Um encontro que, para o governo brasileiro, começou de maneira constrangedora terminou com o sucesso do acordo de livre comércio entre a União Europeia e o Mercosul. O anúncio das negociações entre os dois grupos interferiu no humor do presidente Jair Bolsonaro, que, na quinta-feira, chegou à cúpula do G20, no Japão, irritado com a imprensa e, no sábado, embarcou de volta para Brasília com um trunfo reconhecido até mesmo por autoridades internacionais.
O motivo da irritação no início da viagem de Bolsonaro tinha nome e sobrenome: Manoel Rodrigues, segundo sargento da Aeronáutica, preso com 39kg de cocaína apreendidos dentro de um avião de apoio à comitiva do presidente. O mau humor do presidente se refletiu na primeira coletiva em solo japonês, armada no lobby do hotel onde ele ficou hospedado. Três dias depois, Bolsonaro, diante do resultado do acordo entre o Mercosul e a União Europeia, era outro personagem, talvez mais próximo do piadista descompromissado com o politicamente correto.
O papel de Bolsonaro foi elogiado por Cecilia Malmström, comissária europeia para o Comércio. Segundo ela, as negociações — que se arrastaram por 20 anos e foram iniciadas no Rio de Janeiro — ganharam outro ritmo depois da posse presidencial, em janeiro deste ano.

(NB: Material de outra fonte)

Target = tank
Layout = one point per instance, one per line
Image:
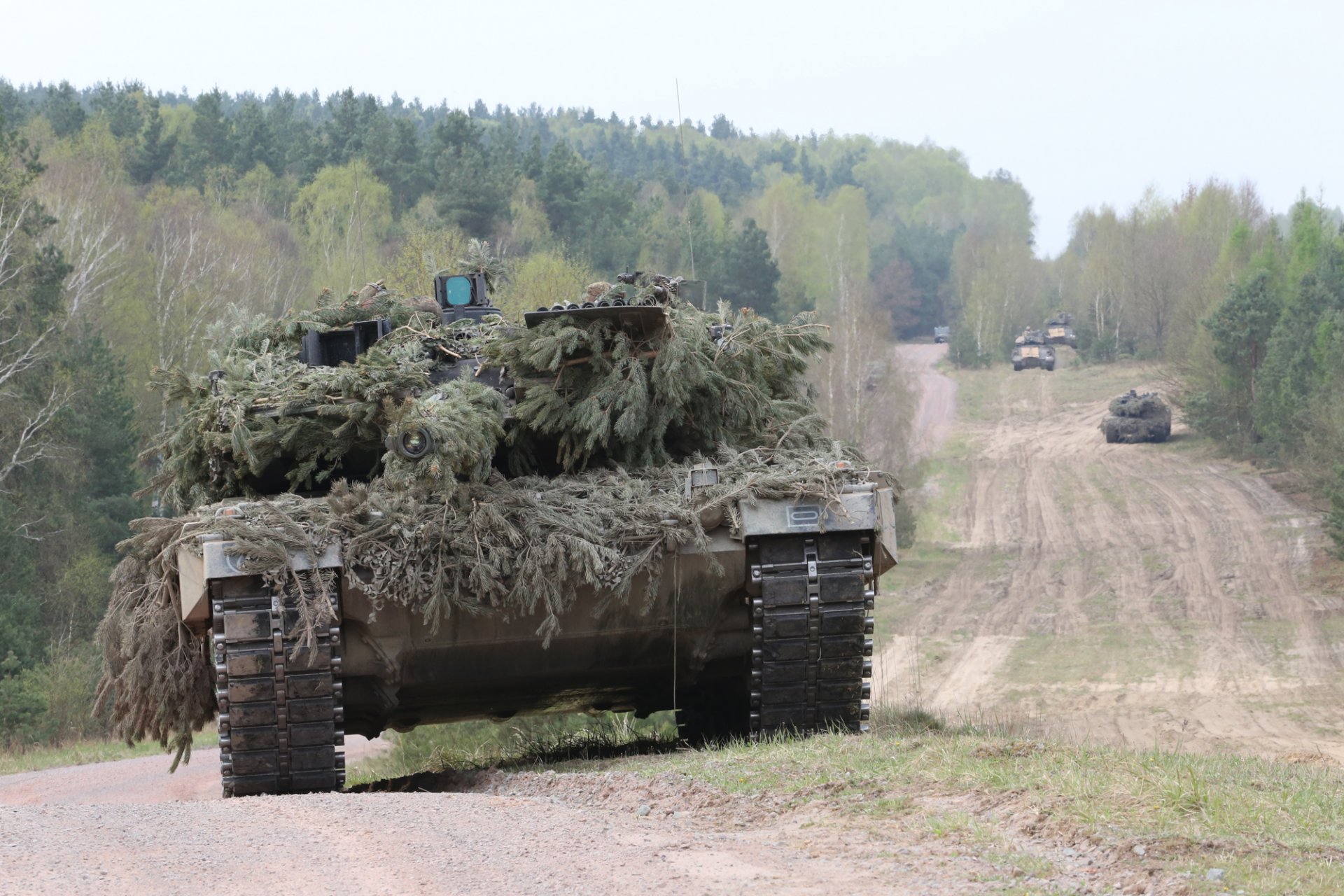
(1031, 349)
(406, 512)
(1138, 418)
(1059, 330)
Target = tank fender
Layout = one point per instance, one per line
(888, 532)
(214, 562)
(857, 510)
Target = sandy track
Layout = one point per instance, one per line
(136, 780)
(936, 412)
(1126, 593)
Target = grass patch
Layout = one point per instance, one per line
(1101, 653)
(1275, 827)
(519, 743)
(84, 752)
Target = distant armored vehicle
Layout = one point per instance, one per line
(396, 508)
(1032, 351)
(1059, 331)
(1138, 418)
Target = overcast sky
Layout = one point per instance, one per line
(1085, 102)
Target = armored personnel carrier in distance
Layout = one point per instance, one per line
(1059, 331)
(1138, 418)
(1030, 349)
(470, 543)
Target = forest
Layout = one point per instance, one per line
(137, 223)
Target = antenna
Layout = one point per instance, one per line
(686, 176)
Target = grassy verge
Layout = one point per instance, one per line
(83, 752)
(1275, 828)
(518, 743)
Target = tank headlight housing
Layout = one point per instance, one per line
(412, 445)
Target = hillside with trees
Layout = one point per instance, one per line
(134, 223)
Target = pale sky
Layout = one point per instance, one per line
(1085, 102)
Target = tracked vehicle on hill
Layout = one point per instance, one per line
(1031, 349)
(456, 575)
(1059, 331)
(1138, 418)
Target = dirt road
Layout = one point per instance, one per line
(937, 409)
(1132, 594)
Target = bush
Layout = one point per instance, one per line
(23, 708)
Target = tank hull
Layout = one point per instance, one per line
(765, 628)
(401, 672)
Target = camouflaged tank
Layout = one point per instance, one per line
(1031, 349)
(736, 587)
(1059, 330)
(1138, 418)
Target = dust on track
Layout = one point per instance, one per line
(1133, 594)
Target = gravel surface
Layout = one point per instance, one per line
(603, 834)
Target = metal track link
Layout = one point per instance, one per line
(280, 706)
(812, 630)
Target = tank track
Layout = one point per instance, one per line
(812, 629)
(280, 706)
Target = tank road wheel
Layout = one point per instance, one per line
(812, 629)
(280, 706)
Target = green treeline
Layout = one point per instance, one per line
(1245, 311)
(139, 223)
(134, 225)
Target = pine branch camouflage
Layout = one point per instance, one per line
(581, 482)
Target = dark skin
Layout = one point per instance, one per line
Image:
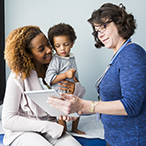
(41, 55)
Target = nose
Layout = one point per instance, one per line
(100, 34)
(62, 47)
(48, 49)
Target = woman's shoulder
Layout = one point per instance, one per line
(133, 47)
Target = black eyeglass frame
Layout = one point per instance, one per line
(95, 33)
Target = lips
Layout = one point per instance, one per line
(48, 56)
(63, 53)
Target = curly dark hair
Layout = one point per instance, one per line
(61, 29)
(18, 49)
(126, 24)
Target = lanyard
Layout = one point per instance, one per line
(98, 81)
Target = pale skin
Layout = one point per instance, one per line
(112, 40)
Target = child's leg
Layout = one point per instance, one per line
(74, 127)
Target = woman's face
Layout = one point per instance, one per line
(110, 37)
(41, 50)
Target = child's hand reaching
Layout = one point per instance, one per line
(70, 73)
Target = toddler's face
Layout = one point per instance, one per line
(62, 45)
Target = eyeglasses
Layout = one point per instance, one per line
(101, 29)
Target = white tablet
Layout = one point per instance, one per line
(40, 97)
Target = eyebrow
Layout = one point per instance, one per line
(40, 47)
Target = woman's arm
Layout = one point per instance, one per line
(75, 104)
(12, 118)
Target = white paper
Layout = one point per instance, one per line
(40, 97)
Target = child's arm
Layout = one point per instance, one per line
(69, 74)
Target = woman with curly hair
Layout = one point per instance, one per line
(122, 87)
(28, 53)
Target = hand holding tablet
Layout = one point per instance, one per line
(40, 97)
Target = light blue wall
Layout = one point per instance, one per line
(45, 13)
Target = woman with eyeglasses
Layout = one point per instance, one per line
(122, 87)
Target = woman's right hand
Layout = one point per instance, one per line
(71, 104)
(68, 86)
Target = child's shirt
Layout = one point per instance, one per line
(59, 65)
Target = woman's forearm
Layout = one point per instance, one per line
(109, 107)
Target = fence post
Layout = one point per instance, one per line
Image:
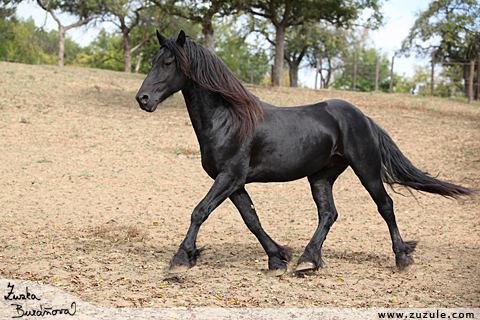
(478, 78)
(321, 75)
(470, 81)
(355, 72)
(391, 76)
(433, 74)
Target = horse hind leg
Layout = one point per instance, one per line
(278, 256)
(321, 184)
(371, 179)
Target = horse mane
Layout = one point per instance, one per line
(209, 71)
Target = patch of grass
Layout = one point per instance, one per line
(118, 233)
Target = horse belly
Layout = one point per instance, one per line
(289, 162)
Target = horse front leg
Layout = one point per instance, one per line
(278, 256)
(186, 257)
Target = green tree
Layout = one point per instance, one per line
(105, 52)
(451, 30)
(240, 56)
(366, 64)
(168, 25)
(283, 14)
(201, 12)
(22, 41)
(84, 10)
(333, 46)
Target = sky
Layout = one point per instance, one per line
(399, 18)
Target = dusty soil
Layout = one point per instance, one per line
(97, 195)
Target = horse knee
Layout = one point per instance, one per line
(199, 215)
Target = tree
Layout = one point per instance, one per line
(283, 14)
(333, 46)
(365, 81)
(127, 15)
(84, 10)
(201, 12)
(451, 30)
(241, 56)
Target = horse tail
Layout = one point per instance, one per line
(397, 169)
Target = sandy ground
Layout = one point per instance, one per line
(97, 195)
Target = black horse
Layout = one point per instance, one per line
(243, 140)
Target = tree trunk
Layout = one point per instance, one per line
(61, 44)
(139, 61)
(127, 53)
(208, 33)
(279, 54)
(293, 72)
(466, 78)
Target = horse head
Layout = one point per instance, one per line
(165, 77)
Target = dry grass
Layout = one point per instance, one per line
(77, 154)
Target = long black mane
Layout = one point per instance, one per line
(210, 72)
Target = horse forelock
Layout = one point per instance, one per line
(210, 72)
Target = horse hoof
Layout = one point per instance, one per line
(179, 268)
(405, 269)
(278, 272)
(305, 266)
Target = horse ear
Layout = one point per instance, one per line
(181, 38)
(161, 39)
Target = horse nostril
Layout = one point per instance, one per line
(143, 99)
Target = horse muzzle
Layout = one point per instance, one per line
(145, 102)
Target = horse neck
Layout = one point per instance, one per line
(208, 111)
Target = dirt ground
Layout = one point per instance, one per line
(96, 196)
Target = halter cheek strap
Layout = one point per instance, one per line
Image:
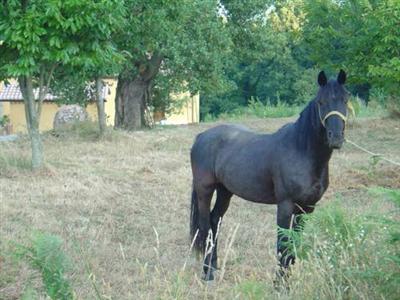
(331, 113)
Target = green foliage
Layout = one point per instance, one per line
(190, 39)
(336, 34)
(257, 109)
(46, 255)
(37, 34)
(251, 290)
(351, 250)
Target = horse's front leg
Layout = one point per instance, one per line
(284, 219)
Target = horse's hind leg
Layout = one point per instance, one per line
(204, 194)
(220, 207)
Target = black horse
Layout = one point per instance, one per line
(288, 168)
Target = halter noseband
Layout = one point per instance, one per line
(331, 113)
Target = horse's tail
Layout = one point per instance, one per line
(194, 224)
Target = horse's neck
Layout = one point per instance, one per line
(310, 137)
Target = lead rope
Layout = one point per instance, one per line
(372, 153)
(344, 118)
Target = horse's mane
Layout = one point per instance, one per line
(307, 126)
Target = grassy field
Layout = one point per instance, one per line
(121, 207)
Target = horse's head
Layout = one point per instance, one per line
(332, 108)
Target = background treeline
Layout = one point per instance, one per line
(279, 50)
(236, 54)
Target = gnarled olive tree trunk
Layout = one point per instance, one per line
(133, 95)
(32, 115)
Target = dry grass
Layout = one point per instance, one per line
(121, 204)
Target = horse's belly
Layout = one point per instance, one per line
(254, 192)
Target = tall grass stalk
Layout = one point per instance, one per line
(46, 255)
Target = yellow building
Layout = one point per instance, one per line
(12, 105)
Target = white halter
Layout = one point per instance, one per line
(331, 113)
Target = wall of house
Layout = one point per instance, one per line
(185, 113)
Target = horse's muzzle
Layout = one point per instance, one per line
(335, 141)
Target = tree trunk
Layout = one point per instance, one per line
(32, 121)
(100, 106)
(131, 101)
(133, 94)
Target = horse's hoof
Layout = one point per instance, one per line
(208, 277)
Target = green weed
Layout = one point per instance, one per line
(46, 255)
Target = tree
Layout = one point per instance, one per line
(177, 45)
(40, 36)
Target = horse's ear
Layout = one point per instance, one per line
(322, 80)
(341, 77)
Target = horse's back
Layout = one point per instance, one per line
(211, 142)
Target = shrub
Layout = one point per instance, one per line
(46, 255)
(343, 254)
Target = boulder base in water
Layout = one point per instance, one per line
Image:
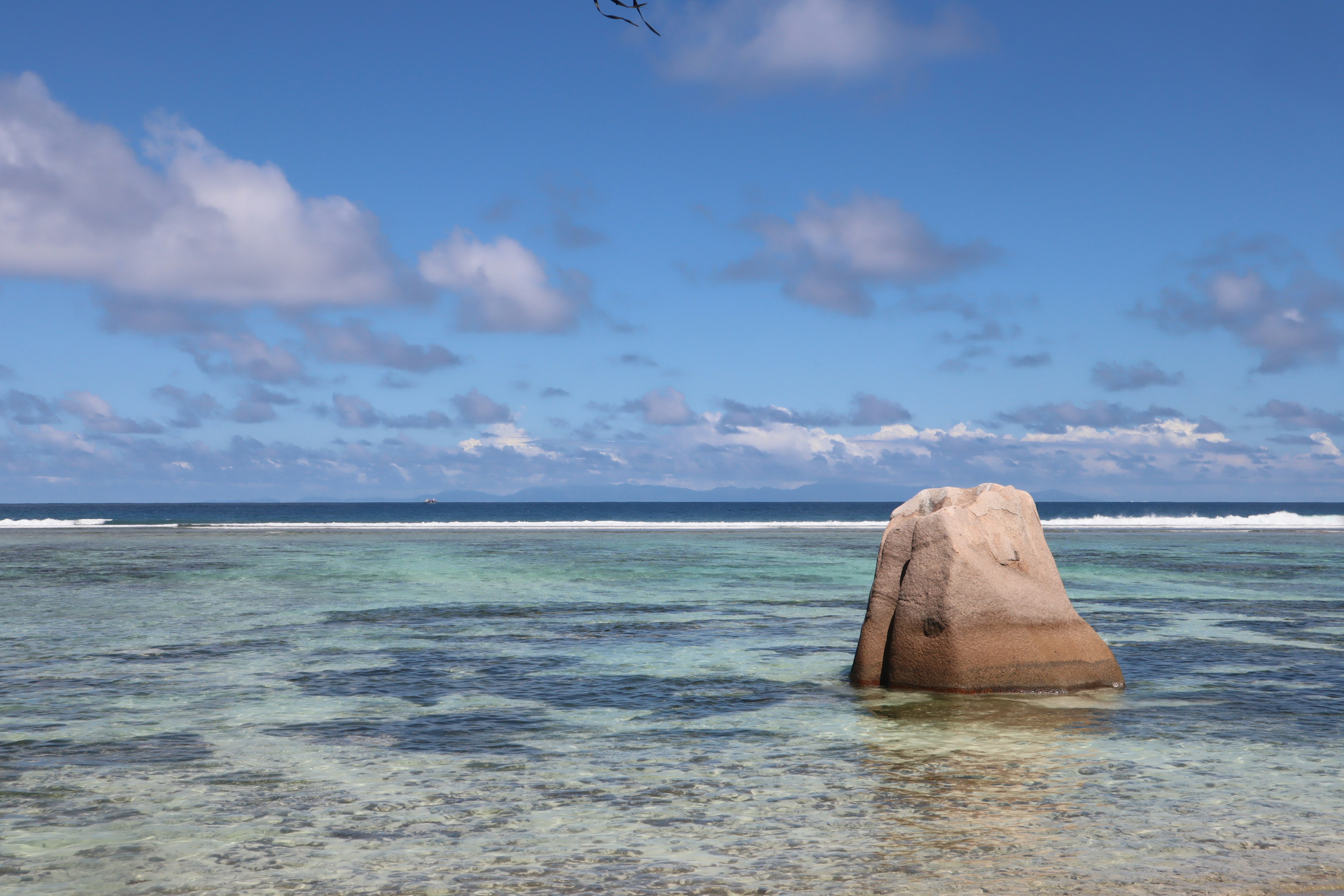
(967, 598)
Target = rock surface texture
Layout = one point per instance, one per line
(967, 598)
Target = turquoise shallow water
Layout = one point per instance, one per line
(197, 711)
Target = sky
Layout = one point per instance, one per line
(349, 250)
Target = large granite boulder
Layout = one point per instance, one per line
(967, 598)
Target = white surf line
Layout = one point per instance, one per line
(1260, 522)
(557, 526)
(628, 526)
(48, 524)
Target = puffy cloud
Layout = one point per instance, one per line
(27, 409)
(502, 287)
(1289, 323)
(1038, 359)
(354, 342)
(1064, 415)
(831, 256)
(1299, 417)
(76, 203)
(749, 45)
(99, 417)
(476, 409)
(1116, 378)
(663, 407)
(1160, 460)
(190, 409)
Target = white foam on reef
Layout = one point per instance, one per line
(1276, 520)
(46, 524)
(554, 524)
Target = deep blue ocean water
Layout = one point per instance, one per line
(251, 708)
(625, 511)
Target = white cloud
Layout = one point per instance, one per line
(830, 256)
(76, 203)
(753, 43)
(502, 285)
(1265, 296)
(1162, 460)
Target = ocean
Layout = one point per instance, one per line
(646, 699)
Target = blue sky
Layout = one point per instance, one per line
(273, 252)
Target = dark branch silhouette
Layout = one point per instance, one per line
(632, 5)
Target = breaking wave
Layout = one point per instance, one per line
(48, 524)
(558, 524)
(1276, 520)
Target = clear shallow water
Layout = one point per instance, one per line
(644, 713)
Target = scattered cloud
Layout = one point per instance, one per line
(753, 45)
(1064, 415)
(77, 203)
(189, 409)
(354, 412)
(737, 415)
(1264, 296)
(428, 421)
(1116, 378)
(1159, 460)
(354, 342)
(502, 287)
(1299, 417)
(1037, 359)
(565, 203)
(99, 417)
(832, 256)
(663, 407)
(866, 410)
(636, 359)
(502, 211)
(392, 381)
(478, 409)
(29, 410)
(870, 410)
(963, 362)
(259, 405)
(243, 354)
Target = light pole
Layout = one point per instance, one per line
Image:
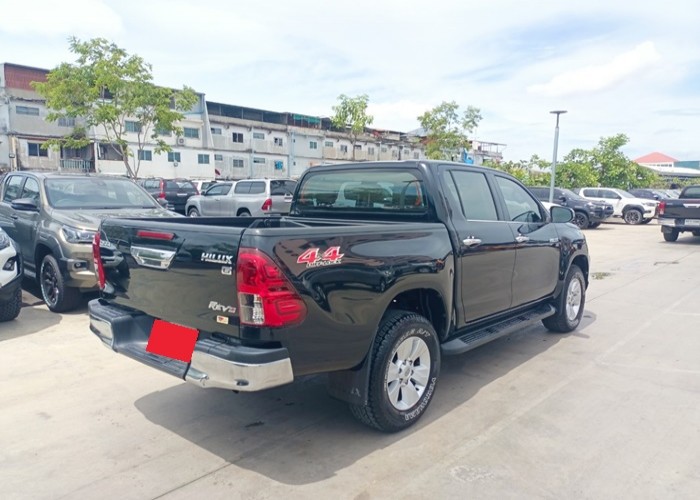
(554, 158)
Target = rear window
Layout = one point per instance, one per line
(363, 191)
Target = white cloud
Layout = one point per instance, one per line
(50, 18)
(593, 78)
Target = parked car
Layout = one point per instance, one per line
(250, 197)
(175, 192)
(420, 260)
(679, 215)
(633, 210)
(587, 213)
(10, 278)
(53, 218)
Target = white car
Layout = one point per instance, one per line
(633, 210)
(10, 278)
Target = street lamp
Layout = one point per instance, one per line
(554, 158)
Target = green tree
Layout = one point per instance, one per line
(351, 115)
(105, 88)
(447, 130)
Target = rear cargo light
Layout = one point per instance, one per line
(155, 235)
(265, 296)
(97, 259)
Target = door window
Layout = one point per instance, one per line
(520, 204)
(472, 191)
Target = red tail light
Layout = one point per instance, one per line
(97, 260)
(265, 296)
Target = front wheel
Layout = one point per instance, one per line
(569, 304)
(404, 368)
(58, 296)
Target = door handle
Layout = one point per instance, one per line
(471, 242)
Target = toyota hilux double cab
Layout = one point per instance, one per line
(419, 260)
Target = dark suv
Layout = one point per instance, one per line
(174, 192)
(587, 213)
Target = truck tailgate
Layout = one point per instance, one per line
(180, 271)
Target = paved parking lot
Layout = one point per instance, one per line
(609, 411)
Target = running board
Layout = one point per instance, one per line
(486, 334)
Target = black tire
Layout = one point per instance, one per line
(633, 216)
(569, 304)
(581, 220)
(10, 309)
(58, 296)
(671, 235)
(400, 389)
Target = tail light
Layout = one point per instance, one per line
(97, 260)
(265, 296)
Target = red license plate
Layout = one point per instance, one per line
(172, 341)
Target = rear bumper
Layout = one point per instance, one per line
(214, 363)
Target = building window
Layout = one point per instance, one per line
(145, 155)
(66, 121)
(34, 149)
(132, 126)
(192, 133)
(27, 110)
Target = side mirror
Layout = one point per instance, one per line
(561, 214)
(25, 204)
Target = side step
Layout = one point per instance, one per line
(475, 338)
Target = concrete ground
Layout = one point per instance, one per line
(609, 411)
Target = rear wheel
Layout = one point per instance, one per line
(569, 304)
(58, 296)
(404, 367)
(633, 216)
(581, 220)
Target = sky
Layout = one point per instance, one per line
(624, 66)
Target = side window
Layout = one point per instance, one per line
(521, 206)
(13, 186)
(242, 188)
(473, 192)
(31, 190)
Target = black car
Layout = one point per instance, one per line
(587, 213)
(173, 192)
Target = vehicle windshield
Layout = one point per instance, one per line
(96, 193)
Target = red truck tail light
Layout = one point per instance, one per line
(265, 296)
(97, 260)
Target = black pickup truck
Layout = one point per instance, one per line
(378, 271)
(680, 214)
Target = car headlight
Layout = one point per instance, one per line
(75, 235)
(4, 240)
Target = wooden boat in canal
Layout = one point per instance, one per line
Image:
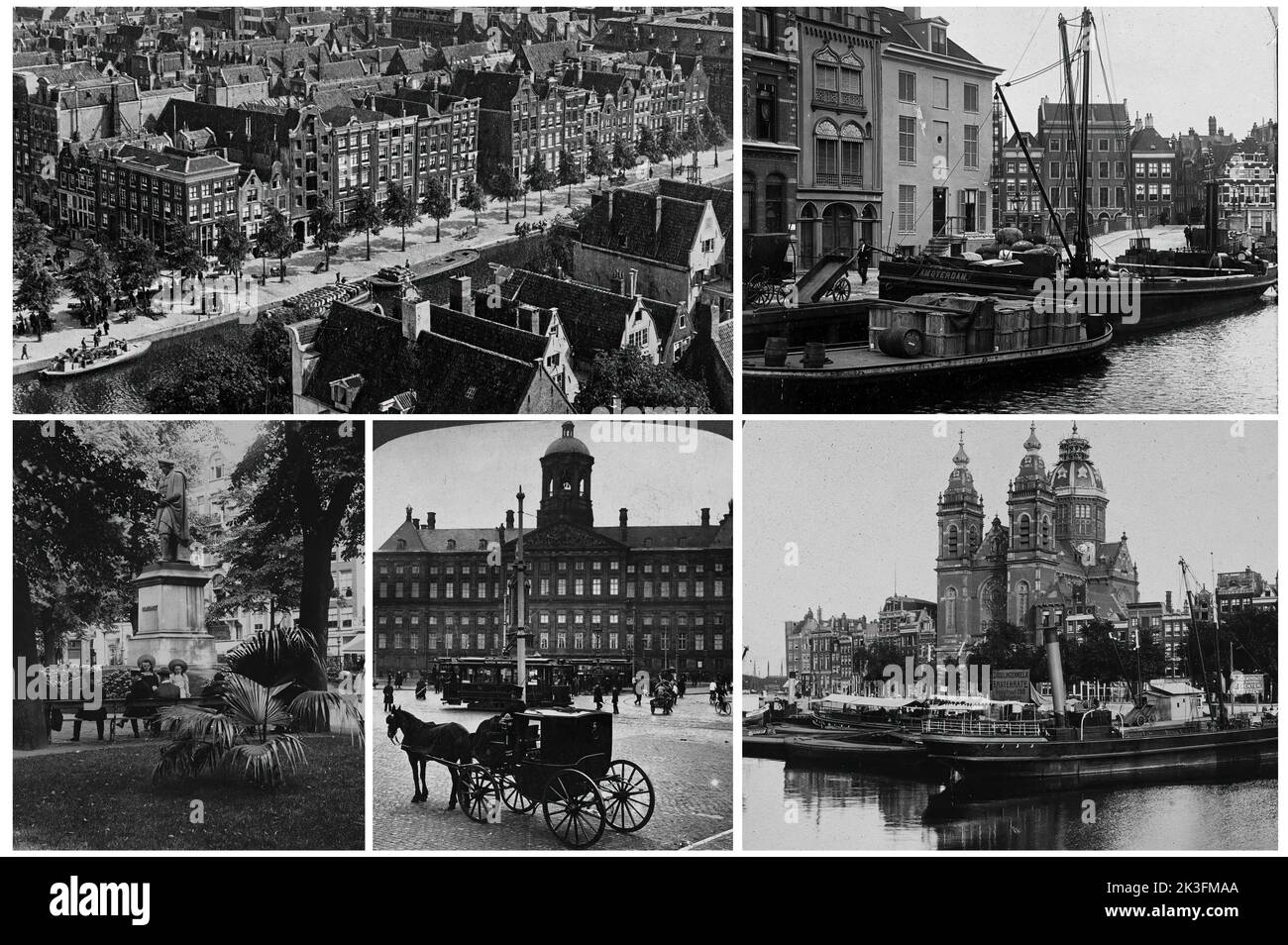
(1173, 740)
(97, 360)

Não é que o acordo estivesse travado durante todo esse tempo, até pela complexidade dos temas e dos produtos envolvidos. Mas é inquestionável a velocidade da amarração das pontas ao longo dos últimos meses, considerando o pacote apresentado em Bruxelas e comemorado em Osaka por latino-americanos e europeus.
O presidente argentino Mauricio Macri, durante o pronunciamento conjunto dos líderes dos dois blocos e do presidente da Comissão Europeia, Jean-Claude Juncker, ressaltou o comprometimento dos atuais chefes de governo com o acordo.
“São líderes com boa vontade para as transformações”, disse ele na madrugada de sábado (horário de Brasília). Macri, ao citar o Brasil, disse que as negociações facilitam a atuação de empresas e a vinda de investimentos para a região, considerando desafios como o fluxo migratório e a pobreza. “No atual momento de tão poucas boas notícias, temos algo para apresentar.”
Se para Macri — candidato à reeleição em outubro numa disputa dura com o grupo de Cristina Kirchner — o acordo Mercosul e União Europeia é uma “boa notícia”, o mesmo pode ser dito em relação a Bolsonaro. Logo que as negociações foram fechadas, o presidente brasileiro correu para Twitter e marcou posição:
“Prometi que faria comércio com todo o mundo, sem viés ideológico. Não foi retórica vazia de campanha, típica da velha política. É pra valer! Estou cumprindo mais essa promessa, que renderá frutos num futuro próximo. Vamos abrir nossa economia e mudar o Brasil pra melhor.”
Com a economia travada e a alta resistência das taxas de desemprego, o governo Bolsonaro tem, de certa maneira, vivido das expectativas do mercado com a virtual aprovação da reforma da Previdência. Os resultados positivos na bolsa de valores são a parte evidente das apostas quase certas na vitória do texto com a mudança nas regras de aposentadoria, mesmo que a economia de R$ 1 trilhão esteja longe de se confirmar. (…)
Para além do acordo Mercosul e União Europeia, a participação de Bolsonaro no G20 teve um momento importante representado pelo encontro com o presidente dos Estados Unidos, Donald Trump. O brasileiro fez mais uma vez uma ponte direta com o republicano, rasgando elogios ao norte-americano e acabou recebendo afagos.
Bolsonaro foi o porta-voz de uma possível visita de Trump à Argentina no próximo mês, o que pode representar uma reunião com os chefes latinos de centro-direita. “Graças a Deus a América Latina está deixando de ser de esquerda para ser de centro-direita e até mesmo de direita.”
O presidente saiu bem maior do que entrou na cúpula de Osaka, a ponto de falar com tranquilidade sobre o episódio da apreensão de drogas no avião da Força Aérea Brasileira (FAB) na Espanha, algo que havia se recusado a comentar na terça-feira, ao desembarcar.
“Aquele elemento ali traiu a confiança dos demais. Traiu a confiança, sim. Olha, pena que não foi na Indonésia. Eu queria que tivesse sido na Indonésia, tá ok? Ele ia ter o destino que o Archer teve no passado.” Em 2015, o brasileiro Marco Acher foi executado na Indonésia por tráfico de drogas. Com informações: Correio Braziliense.